A lazy day in the country side. An artist expects his son's family to come and visit him and his housekeeper. They do come. The sons' kids run around. The parents dutifully scold them for misbehaving. The artist languidly chats with his son and his son's wife about ordinary things. While most of the grown-ups are asleep, the artist's daugther arrive in a fancy automobile (this is the 1910s). Her arrival puts a sudden end to the tranquility we've seen so far. The daughter is admired by everybody. Will she stay for dinner?
This sounds like a meagre plot. It's not. Or: the plot is not so important. Nothing out of the ordinary happens in the movie, the story of which spans a few short hours. A family is spending leisurly time together. Most things have an air of rituals that have existed a long time, comments that are uttered against a background we are not completely aware of. On some level, they seem to be a happy family (even though this is put in a somewhat new light as the daughter arrives from Paris, a favorite child of the father). This is not the type of movie that hints at dark secrets or never-ending neurotic preoccupations. Yes, there is friction, but it is not the kind of friction that threatens the possibility of communication. What Bernard Tavernier tells us about is rather an unspoken sense of disappointment or an equally unspoken feeling of having disappointed somebody else.
One could say that this film is just as idle as its lazy surroundings. Proust could have written the script. In one eerie scene, we see the family having dinner. Need I say that nothing spectacular happens (they praise the food, one kid brags about having experienced the state of drunkenness) The strange thing is that the picture fades out to a black screen quite a few times so that we expect a new scene to begin. It doesn't. The dinner scene goes on and on, and just as in some moments in Proust's book, we gain a sense of time having freezed. This is the eternity that everyday life sometimes can lull us into (which need not be a sign of false consciousness).
The film's aesthetic builds around a hazy yellowish green that permeats almost every scene (in an exquisite way, I might never have seen such greens!), and produces a dream-like quality. Of course, the dialogue reveals some personal things about the characters (how the son has a complicated relation to giving up art or how the father quietly scornes the son's having changed his name), but mostly, we hear small talk, irritating repetitions, idle chatter. Actually, except for the artist's glamorous daughter, Irene, and her father, who has sunken into a nostalgic form of sadness, most of the characters are dull, respectable, in line with what is expected of them. In the hands of a less imaginative director, this would make for a boring film as well, but instead, we have a film that without a trace of bitterness or glacial irony attempts to give a fair picture of the dull life of the rich.

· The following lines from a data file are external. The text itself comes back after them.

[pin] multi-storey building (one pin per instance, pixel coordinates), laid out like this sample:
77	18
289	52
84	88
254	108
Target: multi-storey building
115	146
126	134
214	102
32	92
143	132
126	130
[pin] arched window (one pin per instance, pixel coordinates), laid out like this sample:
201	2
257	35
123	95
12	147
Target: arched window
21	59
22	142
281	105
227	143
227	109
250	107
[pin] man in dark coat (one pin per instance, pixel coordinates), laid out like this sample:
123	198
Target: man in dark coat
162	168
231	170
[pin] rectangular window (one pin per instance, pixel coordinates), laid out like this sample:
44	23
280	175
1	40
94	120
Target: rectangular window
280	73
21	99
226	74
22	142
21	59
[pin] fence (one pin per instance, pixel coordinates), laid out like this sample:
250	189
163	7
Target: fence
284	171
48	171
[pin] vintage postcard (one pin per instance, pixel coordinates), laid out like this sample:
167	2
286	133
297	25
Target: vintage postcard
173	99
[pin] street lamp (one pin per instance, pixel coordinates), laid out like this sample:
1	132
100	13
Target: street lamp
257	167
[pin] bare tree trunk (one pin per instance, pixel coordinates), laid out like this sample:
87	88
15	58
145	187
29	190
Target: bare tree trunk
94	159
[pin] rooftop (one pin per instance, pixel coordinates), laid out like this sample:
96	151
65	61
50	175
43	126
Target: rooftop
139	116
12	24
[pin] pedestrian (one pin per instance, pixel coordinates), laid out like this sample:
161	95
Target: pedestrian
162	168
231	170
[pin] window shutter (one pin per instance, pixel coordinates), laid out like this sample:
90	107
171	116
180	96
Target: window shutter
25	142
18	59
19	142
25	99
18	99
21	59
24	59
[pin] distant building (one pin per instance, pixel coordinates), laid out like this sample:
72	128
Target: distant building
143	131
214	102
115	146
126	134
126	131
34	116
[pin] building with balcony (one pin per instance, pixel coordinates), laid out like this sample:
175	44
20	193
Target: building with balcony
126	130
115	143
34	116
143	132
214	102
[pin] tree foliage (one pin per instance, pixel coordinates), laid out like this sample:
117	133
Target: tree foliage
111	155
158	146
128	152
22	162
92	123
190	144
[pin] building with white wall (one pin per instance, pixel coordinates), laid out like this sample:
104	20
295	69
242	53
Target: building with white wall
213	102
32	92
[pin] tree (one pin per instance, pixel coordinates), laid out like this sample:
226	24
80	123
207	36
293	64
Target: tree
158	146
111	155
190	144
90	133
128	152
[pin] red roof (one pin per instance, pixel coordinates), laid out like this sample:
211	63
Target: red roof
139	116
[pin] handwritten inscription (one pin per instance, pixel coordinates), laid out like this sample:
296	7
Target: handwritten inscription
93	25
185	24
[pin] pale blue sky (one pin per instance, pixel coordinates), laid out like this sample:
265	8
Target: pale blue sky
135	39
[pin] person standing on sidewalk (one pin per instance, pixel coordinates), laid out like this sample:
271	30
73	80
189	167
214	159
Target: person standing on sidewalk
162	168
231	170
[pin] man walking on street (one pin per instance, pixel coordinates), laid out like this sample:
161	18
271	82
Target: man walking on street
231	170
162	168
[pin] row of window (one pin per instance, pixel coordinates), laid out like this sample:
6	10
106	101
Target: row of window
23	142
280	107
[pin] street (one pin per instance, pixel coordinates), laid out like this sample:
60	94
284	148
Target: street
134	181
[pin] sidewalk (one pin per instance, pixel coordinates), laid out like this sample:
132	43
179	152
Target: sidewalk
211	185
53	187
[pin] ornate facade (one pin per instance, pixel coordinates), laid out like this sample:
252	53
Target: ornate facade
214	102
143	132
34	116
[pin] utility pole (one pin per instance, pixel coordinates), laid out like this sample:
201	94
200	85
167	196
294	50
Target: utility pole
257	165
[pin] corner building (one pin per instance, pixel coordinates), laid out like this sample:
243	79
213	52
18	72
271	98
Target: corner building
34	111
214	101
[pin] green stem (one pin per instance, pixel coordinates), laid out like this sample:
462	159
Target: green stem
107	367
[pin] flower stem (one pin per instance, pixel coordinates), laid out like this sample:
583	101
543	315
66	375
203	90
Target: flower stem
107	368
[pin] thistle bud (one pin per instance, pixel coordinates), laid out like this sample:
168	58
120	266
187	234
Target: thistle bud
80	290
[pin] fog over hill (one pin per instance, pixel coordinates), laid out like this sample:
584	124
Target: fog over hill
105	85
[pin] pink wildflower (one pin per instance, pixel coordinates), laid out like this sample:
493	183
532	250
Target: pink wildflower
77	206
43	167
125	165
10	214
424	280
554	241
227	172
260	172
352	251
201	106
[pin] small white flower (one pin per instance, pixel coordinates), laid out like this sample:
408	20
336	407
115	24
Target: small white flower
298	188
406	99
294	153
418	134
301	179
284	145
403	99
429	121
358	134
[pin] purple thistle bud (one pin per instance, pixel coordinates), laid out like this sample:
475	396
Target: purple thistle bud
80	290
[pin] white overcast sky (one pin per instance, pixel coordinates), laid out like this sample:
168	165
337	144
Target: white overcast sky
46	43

All this works very well, save for the, in my view, unnecessary ending scene. A Sunday In the Country will perhaps not change your life, but it is a charming little film nonetheless - or one might even say that it is a beautiful film about the magic patterns of everyday life. Some have compared Tavarnier's film to Yoshiro Ozu. To me, that makes sense: both have eyes and ears for life beyond the dramatic or the poignant.